Spatial structure in our errors might arise from when geography should be an attribute somehow, but we are not sure exactly how to include it in our model. They might also arise because there is some other feature whose omission causes the spatial patterns in the error we see; if this additional feature were included, the structure would disappear. Or, it might arise from the complex interactions and interdependencies between the features that we have chosen to use as predictors, resulting in intrinsic structure in mis-prediction. Most of the predictors we use in models of social processes contain embodied spatial information: patterning intrinsic to the feature that we get for free in the model. If we intend to or not, using a spatially patterned predictor in a model can result in spatially patterned errors; using more than one can amplify this effect. Thus, regardless of whether or not the true process is explicitly geographic, additional information about the spatial relationships between our observations or more information about nearby sites can make our predictions better.
In this chapter, we build space into the traditional regression framework. We begin with a standard linear regression model, devoid of any geographical reference. From there, we formalize space and spatial relationships in three main ways: first, encoding it in exogenous variables; second, through spatial heterogeneity, or as systematic variation of outcomes across space; third, as dependence, or through the effect associated to the characteristics of spatial neighbors. Throughout, we focus on the conceptual differences each approach entails rather than on the technical details.
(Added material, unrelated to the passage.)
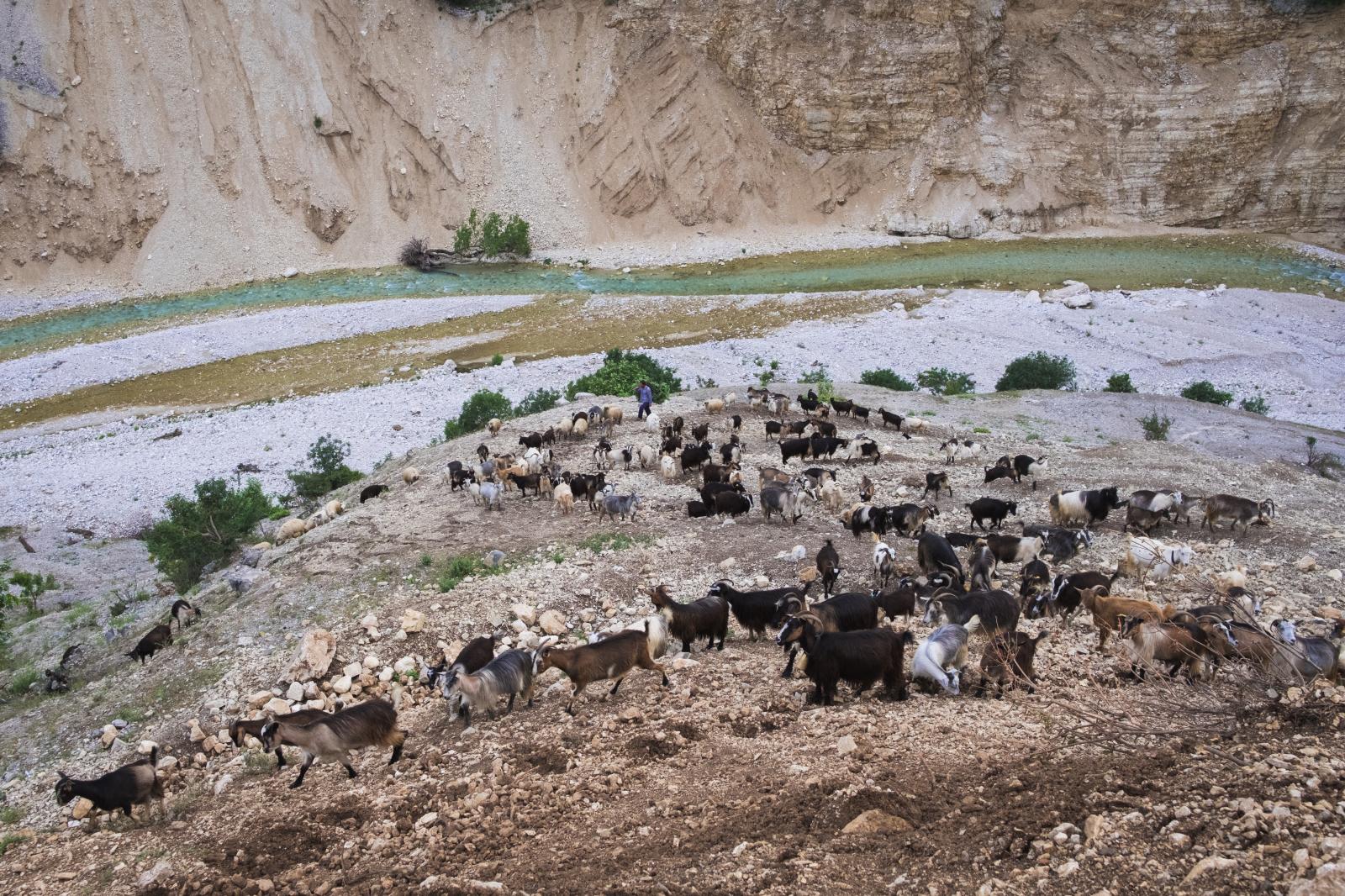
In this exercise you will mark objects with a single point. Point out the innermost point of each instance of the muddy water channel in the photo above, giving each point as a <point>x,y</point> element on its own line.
<point>578,311</point>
from pysal.lib import weights
from pysal.explore import esda
import numpy
import pandas
import geopandas
import matplotlib.pyplot as plt
import seaborn
import contextily
To learn a little more about how regression works, we'll examine information about Airbnb properties in San Diego, CA.
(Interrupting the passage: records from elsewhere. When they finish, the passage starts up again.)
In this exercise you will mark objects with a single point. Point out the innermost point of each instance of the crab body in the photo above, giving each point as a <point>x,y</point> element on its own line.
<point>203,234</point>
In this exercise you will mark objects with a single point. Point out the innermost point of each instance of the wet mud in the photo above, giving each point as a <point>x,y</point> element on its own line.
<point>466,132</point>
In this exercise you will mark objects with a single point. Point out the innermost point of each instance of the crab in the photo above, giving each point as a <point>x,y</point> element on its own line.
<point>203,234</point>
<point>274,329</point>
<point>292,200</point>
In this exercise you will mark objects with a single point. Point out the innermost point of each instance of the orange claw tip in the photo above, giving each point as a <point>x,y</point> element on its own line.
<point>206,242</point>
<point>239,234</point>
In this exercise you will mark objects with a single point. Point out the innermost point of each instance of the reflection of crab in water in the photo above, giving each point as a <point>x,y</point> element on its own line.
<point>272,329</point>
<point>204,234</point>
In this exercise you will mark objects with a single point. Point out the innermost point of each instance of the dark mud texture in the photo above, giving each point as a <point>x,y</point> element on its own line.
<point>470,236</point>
This dataset contains house intrinsic characteristics, both continuous (number of beds as in beds
) and categorical (type of renting or, in Airbnb jargon, property group as in the series of pg_X
binary variables), but also variables that explicitly refer to the location and spatial configuration of the dataset (e.g., distance to Balboa Park, d2balboa
or neighborhood id, neighborhood_cleansed
).
db = geopandas.read_file("../data/airbnb/regression_db.geojson")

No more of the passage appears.